Distrito Federal reduz abandono e atraso escolar no ensino médio público, aponta Censo Escolar

O ensino médio da rede pública do Distrito Federal registrou uma evolução consistente em seus principais indicadores de trajetória e rendimento nos últimos anos. Entre 2022 e 2025, a taxa de abandono escolar no DF recuou de 4,6% para 3,9%. No mesmo período, o índice de atraso escolar despencou de 26,2% para 20,2%, consolidando um cenário de maior permanência dos jovens nas salas de aula da capital.

Os dados foram publicados na manhã desta sexta-feira (26 de junho) pelo Instituto Nacional de Estudos e Pesquisas Educacionais Anísio Teixeira (Inep), autarquia do Ministério da Educação (MEC), durante a divulgação da aguardada segunda etapa do Censo Escolar 2025.

O panorama nacional de recuperação

Os avanços colhidos no Distrito Federal acompanham um movimento de forte recuperação da educação básica em todo o país.
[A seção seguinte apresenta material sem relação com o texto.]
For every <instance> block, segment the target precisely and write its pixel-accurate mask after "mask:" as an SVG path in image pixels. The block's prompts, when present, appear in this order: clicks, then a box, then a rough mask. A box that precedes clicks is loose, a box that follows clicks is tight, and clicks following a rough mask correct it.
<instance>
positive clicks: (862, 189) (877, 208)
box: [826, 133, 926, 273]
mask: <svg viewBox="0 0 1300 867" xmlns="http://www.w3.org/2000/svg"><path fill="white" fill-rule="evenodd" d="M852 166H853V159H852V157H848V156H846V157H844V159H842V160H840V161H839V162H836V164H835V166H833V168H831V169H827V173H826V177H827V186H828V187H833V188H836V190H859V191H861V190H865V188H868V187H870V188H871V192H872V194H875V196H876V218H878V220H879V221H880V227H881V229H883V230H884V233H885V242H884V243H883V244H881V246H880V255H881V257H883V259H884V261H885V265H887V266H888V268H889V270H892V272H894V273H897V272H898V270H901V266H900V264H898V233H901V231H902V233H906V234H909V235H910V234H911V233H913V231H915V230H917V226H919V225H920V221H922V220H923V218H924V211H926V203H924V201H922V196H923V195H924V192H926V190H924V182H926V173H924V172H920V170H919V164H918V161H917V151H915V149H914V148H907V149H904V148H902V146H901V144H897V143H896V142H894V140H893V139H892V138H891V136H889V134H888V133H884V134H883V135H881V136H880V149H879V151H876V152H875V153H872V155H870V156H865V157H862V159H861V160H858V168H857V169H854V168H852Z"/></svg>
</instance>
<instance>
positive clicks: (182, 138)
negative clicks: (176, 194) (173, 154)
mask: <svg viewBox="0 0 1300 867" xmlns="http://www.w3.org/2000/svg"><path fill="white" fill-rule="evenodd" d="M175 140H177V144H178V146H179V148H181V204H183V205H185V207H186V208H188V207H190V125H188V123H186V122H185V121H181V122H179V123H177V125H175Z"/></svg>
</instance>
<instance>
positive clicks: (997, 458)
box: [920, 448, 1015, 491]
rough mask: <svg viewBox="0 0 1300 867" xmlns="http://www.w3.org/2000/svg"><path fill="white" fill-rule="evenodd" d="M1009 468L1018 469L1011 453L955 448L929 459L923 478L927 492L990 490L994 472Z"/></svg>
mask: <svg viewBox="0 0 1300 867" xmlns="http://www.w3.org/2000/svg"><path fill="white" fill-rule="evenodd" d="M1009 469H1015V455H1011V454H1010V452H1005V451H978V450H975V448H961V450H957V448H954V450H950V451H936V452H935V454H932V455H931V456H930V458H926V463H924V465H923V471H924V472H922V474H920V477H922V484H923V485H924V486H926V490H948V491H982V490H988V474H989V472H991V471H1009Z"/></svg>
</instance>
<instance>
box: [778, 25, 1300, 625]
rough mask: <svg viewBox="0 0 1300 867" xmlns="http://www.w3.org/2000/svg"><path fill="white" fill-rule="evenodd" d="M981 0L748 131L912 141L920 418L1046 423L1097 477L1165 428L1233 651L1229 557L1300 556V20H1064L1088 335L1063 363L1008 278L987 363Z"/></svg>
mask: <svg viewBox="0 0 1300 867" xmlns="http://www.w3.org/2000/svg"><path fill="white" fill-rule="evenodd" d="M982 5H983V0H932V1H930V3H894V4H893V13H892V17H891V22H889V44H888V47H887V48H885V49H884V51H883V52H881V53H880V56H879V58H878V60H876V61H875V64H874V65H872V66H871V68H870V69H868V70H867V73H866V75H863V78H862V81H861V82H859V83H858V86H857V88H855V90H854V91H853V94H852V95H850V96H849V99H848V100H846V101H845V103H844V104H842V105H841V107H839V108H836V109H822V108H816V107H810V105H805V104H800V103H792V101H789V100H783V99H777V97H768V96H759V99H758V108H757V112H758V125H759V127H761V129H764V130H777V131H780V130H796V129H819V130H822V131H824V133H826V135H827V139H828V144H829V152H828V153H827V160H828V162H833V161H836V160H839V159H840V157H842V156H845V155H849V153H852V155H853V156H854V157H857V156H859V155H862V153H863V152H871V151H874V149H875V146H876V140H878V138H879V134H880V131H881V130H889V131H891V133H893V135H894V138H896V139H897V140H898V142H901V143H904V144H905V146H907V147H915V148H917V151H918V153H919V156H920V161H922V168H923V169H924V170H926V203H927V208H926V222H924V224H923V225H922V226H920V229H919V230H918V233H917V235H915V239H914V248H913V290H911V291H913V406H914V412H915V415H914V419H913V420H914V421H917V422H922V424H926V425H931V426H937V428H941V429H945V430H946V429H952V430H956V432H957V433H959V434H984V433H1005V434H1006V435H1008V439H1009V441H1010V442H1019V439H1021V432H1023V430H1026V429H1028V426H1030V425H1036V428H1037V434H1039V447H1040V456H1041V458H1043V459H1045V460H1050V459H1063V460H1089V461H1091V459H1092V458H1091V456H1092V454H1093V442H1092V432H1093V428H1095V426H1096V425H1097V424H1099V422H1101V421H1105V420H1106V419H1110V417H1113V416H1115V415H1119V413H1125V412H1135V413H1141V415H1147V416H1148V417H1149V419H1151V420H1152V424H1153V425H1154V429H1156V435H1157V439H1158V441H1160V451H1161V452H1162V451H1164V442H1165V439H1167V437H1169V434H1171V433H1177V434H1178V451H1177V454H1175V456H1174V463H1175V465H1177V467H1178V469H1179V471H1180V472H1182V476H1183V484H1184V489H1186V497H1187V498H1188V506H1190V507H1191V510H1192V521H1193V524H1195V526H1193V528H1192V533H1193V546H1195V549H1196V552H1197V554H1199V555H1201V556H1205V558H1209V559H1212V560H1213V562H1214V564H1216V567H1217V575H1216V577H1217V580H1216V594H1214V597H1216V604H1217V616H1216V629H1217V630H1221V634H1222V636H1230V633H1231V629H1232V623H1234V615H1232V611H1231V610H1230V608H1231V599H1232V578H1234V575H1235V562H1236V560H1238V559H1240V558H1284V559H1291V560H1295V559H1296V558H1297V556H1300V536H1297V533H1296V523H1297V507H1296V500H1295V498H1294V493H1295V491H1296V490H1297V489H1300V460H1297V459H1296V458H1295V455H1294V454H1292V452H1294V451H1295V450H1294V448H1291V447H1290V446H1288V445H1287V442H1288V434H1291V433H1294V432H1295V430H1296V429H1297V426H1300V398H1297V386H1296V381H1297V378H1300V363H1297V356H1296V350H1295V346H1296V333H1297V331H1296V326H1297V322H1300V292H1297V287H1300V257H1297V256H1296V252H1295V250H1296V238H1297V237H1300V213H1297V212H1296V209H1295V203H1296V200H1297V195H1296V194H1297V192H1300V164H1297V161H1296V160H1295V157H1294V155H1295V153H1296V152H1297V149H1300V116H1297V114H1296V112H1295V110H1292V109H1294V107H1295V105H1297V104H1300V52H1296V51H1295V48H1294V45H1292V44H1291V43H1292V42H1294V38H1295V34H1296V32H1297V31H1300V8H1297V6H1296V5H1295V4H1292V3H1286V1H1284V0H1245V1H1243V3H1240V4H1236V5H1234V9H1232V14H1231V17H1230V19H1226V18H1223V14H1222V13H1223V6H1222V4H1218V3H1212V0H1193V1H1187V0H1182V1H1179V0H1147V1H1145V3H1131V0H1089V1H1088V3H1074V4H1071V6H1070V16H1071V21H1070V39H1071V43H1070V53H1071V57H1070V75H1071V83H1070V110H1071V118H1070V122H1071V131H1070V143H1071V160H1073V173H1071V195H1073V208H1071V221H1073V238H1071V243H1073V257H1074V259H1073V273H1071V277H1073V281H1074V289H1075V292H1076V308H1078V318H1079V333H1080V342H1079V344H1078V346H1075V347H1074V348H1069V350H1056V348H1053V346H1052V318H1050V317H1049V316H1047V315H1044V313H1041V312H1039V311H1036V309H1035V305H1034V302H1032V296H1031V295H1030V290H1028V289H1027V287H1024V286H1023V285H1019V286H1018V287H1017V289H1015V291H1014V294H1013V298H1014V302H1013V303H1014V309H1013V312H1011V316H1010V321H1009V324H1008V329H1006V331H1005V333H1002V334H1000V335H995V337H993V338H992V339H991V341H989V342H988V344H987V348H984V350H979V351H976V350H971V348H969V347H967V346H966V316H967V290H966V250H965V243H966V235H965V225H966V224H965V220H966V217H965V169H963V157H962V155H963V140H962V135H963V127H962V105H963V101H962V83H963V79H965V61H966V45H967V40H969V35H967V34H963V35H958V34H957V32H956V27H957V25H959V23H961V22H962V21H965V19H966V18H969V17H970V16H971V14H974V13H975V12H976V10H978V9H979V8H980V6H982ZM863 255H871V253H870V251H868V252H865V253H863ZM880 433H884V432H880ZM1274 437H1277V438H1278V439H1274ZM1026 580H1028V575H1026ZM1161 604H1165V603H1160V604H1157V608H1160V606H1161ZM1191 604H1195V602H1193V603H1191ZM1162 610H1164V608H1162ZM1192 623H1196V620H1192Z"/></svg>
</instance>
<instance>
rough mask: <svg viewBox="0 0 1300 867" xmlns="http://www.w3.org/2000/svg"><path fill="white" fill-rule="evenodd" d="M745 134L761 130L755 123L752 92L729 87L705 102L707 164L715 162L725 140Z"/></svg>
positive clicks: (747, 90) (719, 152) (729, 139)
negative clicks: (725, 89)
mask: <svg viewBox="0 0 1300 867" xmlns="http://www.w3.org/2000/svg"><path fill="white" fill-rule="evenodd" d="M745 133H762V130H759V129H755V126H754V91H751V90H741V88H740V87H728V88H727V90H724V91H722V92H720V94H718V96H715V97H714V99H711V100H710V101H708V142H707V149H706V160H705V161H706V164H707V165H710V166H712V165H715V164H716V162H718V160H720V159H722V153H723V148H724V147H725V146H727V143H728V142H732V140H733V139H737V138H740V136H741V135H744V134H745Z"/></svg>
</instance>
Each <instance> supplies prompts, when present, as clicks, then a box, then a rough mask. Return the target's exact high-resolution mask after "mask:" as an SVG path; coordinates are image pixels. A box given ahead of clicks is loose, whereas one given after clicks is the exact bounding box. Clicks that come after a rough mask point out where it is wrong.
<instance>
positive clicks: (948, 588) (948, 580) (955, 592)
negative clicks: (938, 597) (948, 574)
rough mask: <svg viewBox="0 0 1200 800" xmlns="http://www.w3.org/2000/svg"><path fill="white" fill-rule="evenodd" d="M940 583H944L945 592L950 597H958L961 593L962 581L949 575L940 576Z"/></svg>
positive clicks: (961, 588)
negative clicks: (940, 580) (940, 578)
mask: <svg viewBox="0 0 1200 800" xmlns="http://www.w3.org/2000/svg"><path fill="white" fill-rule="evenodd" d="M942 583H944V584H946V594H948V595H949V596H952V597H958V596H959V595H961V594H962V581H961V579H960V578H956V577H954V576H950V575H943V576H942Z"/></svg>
De acordo com o balanço do MEC, a unificação de programas de fomento à aprendizagem e apoio financeiro gerou uma transformação expressiva nos índices nacionais entre 2022 e 2025:

  • Reprovação: Queda de 62% no ensino médio público nacional.
  • Abandono Escolar: Redução de 61% no país.
  • Distorção Idade-Série: Recuo de 28% no atraso escolar brasileiro.
  • Aprovação Geral: Crescimento de 11% no sucesso escolar dos estudantes.

Para a cúpula do Ministério da Educação, o salto estatístico reflete a maturação de pacotes estruturantes integrados a partir de 2023, como o Compromisso Nacional Criança Alfabetizada, o Escola em Tempo Integral, a Estratégia Nacional de Escolas Conectadas e o impacto direto do programa de poupança estudantil Pé-de-Meia, instituído no início de 2024.

“Os resultados demonstram que mais estudantes estão conseguindo permanecer na escola, avançar de série e concluir seus estudos no tempo adequado”, avaliou o ministro da Educação, Leonardo Barchini.

Retenção histórica de estudantes e o avanço no Enem

Além do Censo Escolar, cruzamentos analíticos inéditos apresentados pelo presidente do Inep, Manuel Palacios, revelam que a taxa de “não retorno” (estudantes que abandonavam os estudos na transição de um ano letivo para o outro) caiu 28% no período avaliado.

Essa contenção evitou uma evasão em massa na rede pública. Pelos cálculos técnicos do instituto, se a taxa de evasão de 2022 tivesse se mantido ativa, o Brasil teria fechado o ano de 2025 com cerca de 250 mil alunos a menos matriculados no ensino médio. A maior segurança escolar também impulsionou os exames de acesso ao ensino superior: o Exame Nacional do Ensino Médio (Enem) computou uma alta de 46% nas inscrições feitas por alunos concluintes de colégios públicos federais e estaduais.

Os dados do Inep e do MEC ganharam robustez adicional com a recente publicação da Pnad Contínua Educação 2025, apurada pelo IBGE. O indicador oficial de frequência ajustada atingiu a marca histórica de 80,6% — o maior patamar de assiduidade escolar registrado pelo instituto de pesquisa desde o início da atual série histórica, iniciada em 2016.